CHAPTER V

[AT THE YORK HOTEL]

I cannot recall spending a more cheerful night than that one. I hasten to add, as a professional humorist might do, that that remark is meant to be satirical. All night--I cannot say 'I lay in agony'--but I wrestled with various problems. Mr. Montagu Babbacombe was with me all the time. Had he been there in the actual flesh his presence could not have been more obvious.

Now that he was physically absent, the original impression recurred with its former force. I told myself, over and over again, that the man was really and truly Twickenham. His denial of the fact I accounted nothing. He always had been fond, with or without apparent cause, of denying his own identity. That game was old. When detected in an invidious position, as he was apt to be, he would swear, using all manner of oaths and with a face of brass, that he was somebody altogether different. He had been known to do it repeatedly. The thing was notorious.
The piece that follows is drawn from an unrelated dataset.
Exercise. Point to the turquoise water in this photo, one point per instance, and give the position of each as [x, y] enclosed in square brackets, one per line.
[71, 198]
If he was Twickenham, nothing was more probable than that he should assert the contrary. It was part of his crack-brainedness. I ought to have taken that for granted from the first. His voice and manner were the two chief points on which he differed from my recollections of Leonard. They could be simulated. The man had always been an actor. Still, I could scarcely force the man to claim his peerage. Little would be gained by my proclaiming, 'Behold, the Marquis of Twickenham!' if he himself declared that he was nothing of the kind. The onus of proof would rest on me. The cost of it! And what profit would accrue even from success?

However, I was not altogether at the end of my resources. I was too near drowning not to clutch at every straw which offered. I believed I saw something very like a plank. If the man was not available in one way he might be in another. Even if he was Twickenham, I fancied that I had hit upon just the sort of devil's trick which would appeal to his madman's sense of humour. If he would only keep his appointment in the morning. There was the rub. That night I blamed myself a hundred times for allowing him to pass out of my sight. It was long odds against my seeing him again.
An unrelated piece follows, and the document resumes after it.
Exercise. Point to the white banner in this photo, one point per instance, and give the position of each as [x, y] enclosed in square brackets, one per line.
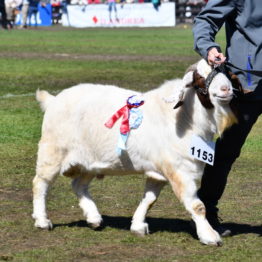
[126, 15]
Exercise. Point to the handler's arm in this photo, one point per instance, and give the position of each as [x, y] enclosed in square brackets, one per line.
[206, 25]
Yet if there had been a taker, and I had laid the odds, I should have lost. The man was on the spot to time.

It was before the appointed time when I alighted from a hansom outside the York Hotel. The place seemed more of a tavern than an hotel, but there was an hotel entrance. Into this I walked. Behind the swing doors stood a person apparently in authority.

'Can I see Mr. Montagu Babbacombe?'

I expected him to say that no such person was known in that establishment. Instead of that he answered my question with another.